2., 3. Keuzetoets (SEL) volumeregeling
Draai deze knop, om het VOLUME/ BAS/ TREB/ BAL/ FAD in te stellen. Om andere
functies te kiezen drukt u kort op de KEUZE-toets (3) tot de gewenste functie op het
display verschijnt. In afbeelding 1 wordt getoond hoe de controlefuncties na het
indrukken van de KEUZE-toets geselecteerd worden.
Afb. 1 Afbeelding van de klankfuncties
1. VOLUME 2. KEUZE (SEL) 3. BASSEN 4. TREBLE 5. BALANS 6. FADER
Volumeregeling (3)
Verhogen of verlagen van de geluidssterkte is mogelijk met de toetsen en .
Deze toetsen werken hetzelfde voor de bassen, treble, balans en fader wanneer
deze via de keuze-toets (2) geselecteerd zijn.

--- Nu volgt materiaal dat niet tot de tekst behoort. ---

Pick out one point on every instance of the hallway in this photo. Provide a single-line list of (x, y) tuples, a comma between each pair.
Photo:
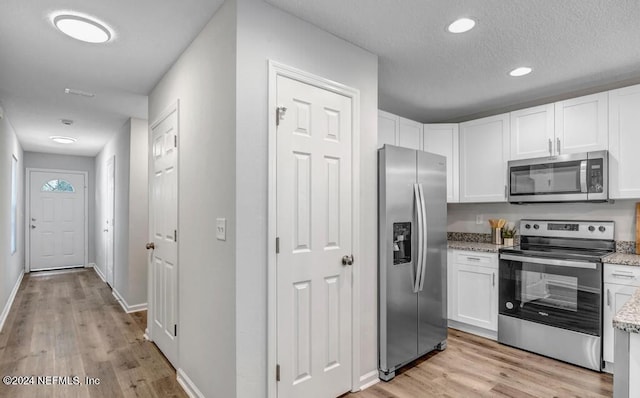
[(68, 323)]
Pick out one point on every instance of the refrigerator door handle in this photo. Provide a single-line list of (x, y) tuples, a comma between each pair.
[(418, 203), (423, 242)]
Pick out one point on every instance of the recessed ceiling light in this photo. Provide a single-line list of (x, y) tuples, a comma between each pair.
[(63, 140), (461, 25), (521, 71), (82, 28)]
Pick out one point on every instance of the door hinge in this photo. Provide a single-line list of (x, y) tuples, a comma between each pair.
[(280, 111)]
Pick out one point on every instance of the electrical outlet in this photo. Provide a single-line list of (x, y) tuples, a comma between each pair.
[(221, 228)]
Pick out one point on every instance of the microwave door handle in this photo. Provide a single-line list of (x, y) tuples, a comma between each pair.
[(583, 176), (418, 262)]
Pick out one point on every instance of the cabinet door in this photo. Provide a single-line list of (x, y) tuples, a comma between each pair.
[(476, 296), (581, 124), (484, 152), (443, 140), (624, 141), (388, 127), (532, 132), (614, 298), (410, 134)]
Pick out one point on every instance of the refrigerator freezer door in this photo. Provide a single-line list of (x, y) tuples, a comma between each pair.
[(397, 301), (432, 307)]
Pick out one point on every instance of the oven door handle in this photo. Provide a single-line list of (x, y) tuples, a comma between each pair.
[(550, 261)]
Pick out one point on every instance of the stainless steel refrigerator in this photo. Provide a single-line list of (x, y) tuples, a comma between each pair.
[(412, 218)]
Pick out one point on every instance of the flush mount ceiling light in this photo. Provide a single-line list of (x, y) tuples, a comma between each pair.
[(461, 25), (63, 140), (82, 28), (521, 71)]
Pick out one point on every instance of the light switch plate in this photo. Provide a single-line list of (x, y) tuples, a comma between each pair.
[(221, 228)]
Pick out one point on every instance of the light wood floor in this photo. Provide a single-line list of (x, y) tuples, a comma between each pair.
[(472, 366), (69, 324)]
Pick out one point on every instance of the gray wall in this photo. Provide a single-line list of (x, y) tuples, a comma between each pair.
[(204, 80), (129, 146), (11, 265), (76, 163), (266, 33), (462, 217)]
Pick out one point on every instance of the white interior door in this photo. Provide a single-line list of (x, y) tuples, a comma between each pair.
[(314, 226), (109, 229), (57, 225), (164, 230)]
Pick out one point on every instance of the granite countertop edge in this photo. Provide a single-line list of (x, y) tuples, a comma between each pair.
[(628, 317)]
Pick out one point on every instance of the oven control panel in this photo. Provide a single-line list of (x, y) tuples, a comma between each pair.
[(568, 229)]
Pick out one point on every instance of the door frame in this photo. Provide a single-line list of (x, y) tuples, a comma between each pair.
[(27, 206), (172, 107), (278, 69)]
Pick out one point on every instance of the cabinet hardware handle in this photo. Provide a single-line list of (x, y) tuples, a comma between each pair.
[(630, 276)]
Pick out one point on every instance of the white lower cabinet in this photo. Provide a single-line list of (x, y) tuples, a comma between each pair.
[(473, 291), (620, 283)]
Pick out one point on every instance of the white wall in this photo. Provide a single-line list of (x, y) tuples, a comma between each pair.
[(203, 79), (11, 265), (129, 146), (76, 163), (265, 33), (462, 217)]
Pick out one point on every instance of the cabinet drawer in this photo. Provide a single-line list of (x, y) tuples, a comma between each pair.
[(476, 258), (621, 274)]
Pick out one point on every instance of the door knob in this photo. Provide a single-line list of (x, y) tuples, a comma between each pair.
[(347, 260)]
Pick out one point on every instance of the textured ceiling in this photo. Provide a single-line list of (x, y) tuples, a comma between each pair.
[(37, 63), (430, 75)]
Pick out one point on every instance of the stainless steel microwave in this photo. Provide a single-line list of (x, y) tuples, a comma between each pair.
[(577, 177)]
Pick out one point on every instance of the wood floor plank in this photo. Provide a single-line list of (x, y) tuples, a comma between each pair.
[(69, 324), (473, 366)]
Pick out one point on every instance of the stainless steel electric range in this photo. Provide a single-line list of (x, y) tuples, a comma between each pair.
[(551, 289)]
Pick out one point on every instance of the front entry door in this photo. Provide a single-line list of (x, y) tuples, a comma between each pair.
[(164, 230), (57, 224), (314, 226)]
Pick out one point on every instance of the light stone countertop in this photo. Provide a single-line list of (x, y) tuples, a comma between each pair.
[(628, 318), (622, 259)]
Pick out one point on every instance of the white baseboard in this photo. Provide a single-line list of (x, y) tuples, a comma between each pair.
[(187, 385), (97, 269), (478, 331), (369, 379), (125, 306), (12, 296)]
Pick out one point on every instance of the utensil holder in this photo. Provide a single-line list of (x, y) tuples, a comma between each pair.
[(496, 236)]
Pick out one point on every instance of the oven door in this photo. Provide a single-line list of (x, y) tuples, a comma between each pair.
[(559, 293)]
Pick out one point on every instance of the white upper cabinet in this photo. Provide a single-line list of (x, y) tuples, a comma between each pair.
[(624, 142), (396, 130), (532, 132), (410, 134), (581, 124), (443, 140), (484, 152), (388, 127)]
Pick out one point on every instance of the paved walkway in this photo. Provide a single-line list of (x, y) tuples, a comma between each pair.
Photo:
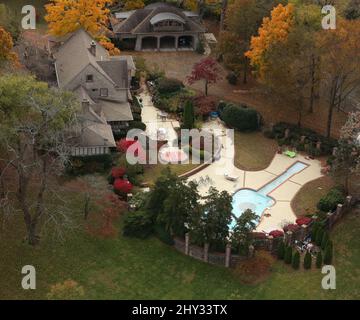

Door de SELECT-toets langer dan 2 sec in te drukken kan het beginvolume, de
kloktijd, TA-volume, EON- voorwaarde, OPNAME-modus en de DSP-modus
ingesteld worden.
IN VOL
: beginvolume instellen
ADJ:
klok-tijd instellen
TA VOL:
TA-volume instellen (het geluidsniveau wanneer een verkeersbericht
doorgegeven wordt).
EON:
Hiermede kan de EON-voorwaarde geselecteerd worden, AAN of UIT
REC MP3:
Hiermede kan de opname-modus geselecteerd worden (MP3 of WMA)
DSP:
Hiermede kan de DSP-modus geselecteerd worden (classic, POP, rock,
jazz).
4. VOORKEUZE (1, 2, 3, 4, 5,6)
(A) Radio werking:
Door kort op een van deze toetsen te drukken kan direct de geprogrammeerde
zender gekozen worden. Als de toets langer dan 1 seconde ingedrukt wordt, wordt
de momenteel spelende zender opgeslagen.